VA Disability Calculator
Calculate your combined VA disability rating using the official VA math formula. Add multiple service-connected disabilities, apply the bilateral factor, and see your estimated 2026 monthly compensation. Everything runs privately in your browser.
How VA Disability Math Works
The VA uses a specific formula called "VA math" to combine multiple disability ratings. Unlike simple addition, VA math accounts for the fact that each subsequent disability affects a smaller portion of your remaining healthy body. If you have a 50% rating and a 30% rating, the VA does not simply add them to get 80%. Instead, it calculates: 50% of your body is disabled, then 30% of the remaining 50% (which is 15%) is also disabled, giving you a combined value of 65%, which rounds to 70%.
The formula works sequentially. For two ratings A and B, the combined rating equals A + B multiplied by (1 minus A/100). Ratings are sorted from highest to lowest before combining. The final exact value is then rounded to the nearest 10% to determine your official combined rating, which determines your monthly compensation amount.

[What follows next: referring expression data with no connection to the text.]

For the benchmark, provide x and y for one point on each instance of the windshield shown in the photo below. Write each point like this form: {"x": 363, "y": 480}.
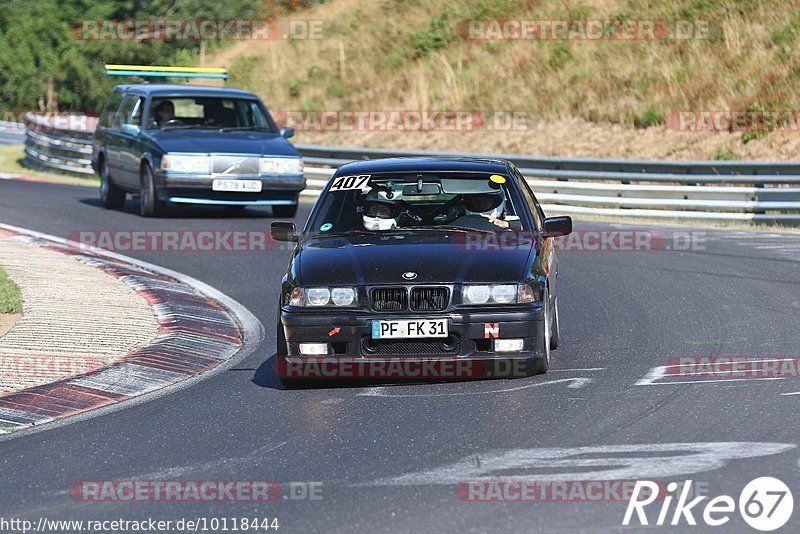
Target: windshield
{"x": 392, "y": 202}
{"x": 208, "y": 112}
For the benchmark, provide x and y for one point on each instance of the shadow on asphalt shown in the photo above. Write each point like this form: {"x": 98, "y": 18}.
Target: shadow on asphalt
{"x": 175, "y": 211}
{"x": 266, "y": 376}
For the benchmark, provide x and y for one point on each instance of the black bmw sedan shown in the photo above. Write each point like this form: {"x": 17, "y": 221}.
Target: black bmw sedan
{"x": 424, "y": 260}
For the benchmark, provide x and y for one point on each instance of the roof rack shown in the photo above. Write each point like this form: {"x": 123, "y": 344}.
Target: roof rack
{"x": 167, "y": 72}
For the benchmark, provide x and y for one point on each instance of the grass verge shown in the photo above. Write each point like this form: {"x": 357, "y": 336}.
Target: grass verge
{"x": 10, "y": 295}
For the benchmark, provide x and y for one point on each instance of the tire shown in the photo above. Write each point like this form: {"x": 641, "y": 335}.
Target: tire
{"x": 540, "y": 365}
{"x": 149, "y": 203}
{"x": 285, "y": 212}
{"x": 111, "y": 196}
{"x": 281, "y": 351}
{"x": 555, "y": 331}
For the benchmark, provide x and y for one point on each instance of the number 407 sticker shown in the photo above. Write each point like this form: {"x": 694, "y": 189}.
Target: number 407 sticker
{"x": 349, "y": 183}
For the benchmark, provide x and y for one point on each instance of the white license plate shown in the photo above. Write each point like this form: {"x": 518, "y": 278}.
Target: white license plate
{"x": 409, "y": 328}
{"x": 247, "y": 186}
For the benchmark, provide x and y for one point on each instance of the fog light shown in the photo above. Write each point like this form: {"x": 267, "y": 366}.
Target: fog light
{"x": 508, "y": 345}
{"x": 313, "y": 349}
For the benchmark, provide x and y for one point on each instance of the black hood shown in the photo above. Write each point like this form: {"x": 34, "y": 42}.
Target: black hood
{"x": 436, "y": 257}
{"x": 228, "y": 142}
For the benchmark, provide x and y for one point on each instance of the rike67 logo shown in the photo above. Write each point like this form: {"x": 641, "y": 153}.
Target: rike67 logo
{"x": 766, "y": 504}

VA Combined Rating Formula
Combined = A + B × (1 − A/100)
Example: 50% + 30% = 50 + 30 × (1 − 0.50) = 50 + 15 = 65% → rounds to 70%
Bilateral Factor: When disabilities affect both sides of the body (both knees, both arms), the combined value of those bilateral conditions is increased by 10% before being combined with other ratings.

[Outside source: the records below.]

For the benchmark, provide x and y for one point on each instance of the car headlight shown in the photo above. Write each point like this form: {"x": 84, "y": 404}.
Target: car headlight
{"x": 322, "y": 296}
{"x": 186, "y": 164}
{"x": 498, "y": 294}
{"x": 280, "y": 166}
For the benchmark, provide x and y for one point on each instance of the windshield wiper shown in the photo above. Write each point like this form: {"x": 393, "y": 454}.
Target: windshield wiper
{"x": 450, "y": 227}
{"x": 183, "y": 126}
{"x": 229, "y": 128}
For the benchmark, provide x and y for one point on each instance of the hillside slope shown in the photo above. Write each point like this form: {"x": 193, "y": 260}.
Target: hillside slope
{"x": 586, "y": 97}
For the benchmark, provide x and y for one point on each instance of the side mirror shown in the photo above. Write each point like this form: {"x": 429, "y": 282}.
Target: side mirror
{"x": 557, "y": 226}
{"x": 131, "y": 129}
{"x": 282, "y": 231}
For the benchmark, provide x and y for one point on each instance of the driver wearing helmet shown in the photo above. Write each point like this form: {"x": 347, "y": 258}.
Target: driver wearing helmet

Understanding the Bilateral Factor
The bilateral factor applies when a veteran has service-connected disabilities affecting both sides of the body — for example, both knees, both shoulders, or both arms. The VA recognizes that bilateral conditions have a greater impact on a veteran's ability to function than conditions affecting only one side. When the bilateral factor applies, the VA first combines all bilateral conditions together, then adds 10% of that combined value before combining with non-bilateral conditions. This small boost can make the difference between rating levels, potentially increasing monthly compensation significantly.
To qualify for the bilateral factor, you must have compensable disabilities affecting paired extremities or paired skeletal muscles. Conditions like bilateral tinnitus, bilateral hearing loss, or bilateral knee conditions commonly qualify. The bilateral factor does not apply to conditions affecting midline body parts like the spine or internal organs.
2026 VA Compensation Rates
VA disability compensation is tax-free monthly income paid to veterans with service-connected disabilities. The rates shown in this calculator are for 2026 and apply to veterans with no dependents. Actual compensation may be higher if you have a spouse, children, or dependent parents. The VA adjusts rates annually based on the Cost of Living Adjustment (COLA). Veterans rated at 30% or higher receive additional compensation for dependents. The difference between a 90% and 100% rating is substantial — over $1,300 per month — which is why accurate combined rating calculation matters.
Veterans with a 100% rating may also qualify for Special Monthly Compensation (SMC) for specific severe disabilities, which provides additional payments above the standard rate. Individual Unemployability (TDIU) allows veterans rated at 60% or higher (or 70% combined with one condition at 40%) to receive compensation at the 100% rate if they cannot maintain substantially gainful employment due to service-connected disabilities.
Tips for Maximizing Your VA Rating
- File claims for every service-connected condition, even those rated at 0% — they establish service connection for future increases.
- Check if bilateral conditions apply to your paired disabilities for the 10% bilateral factor boost.
- Request secondary service connection for conditions caused or aggravated by existing service-connected disabilities.
- Review your rating periodically — conditions that worsen over time may warrant an increased rating.
- Use the calculator to understand how adding a new claim might affect your combined rating before filing.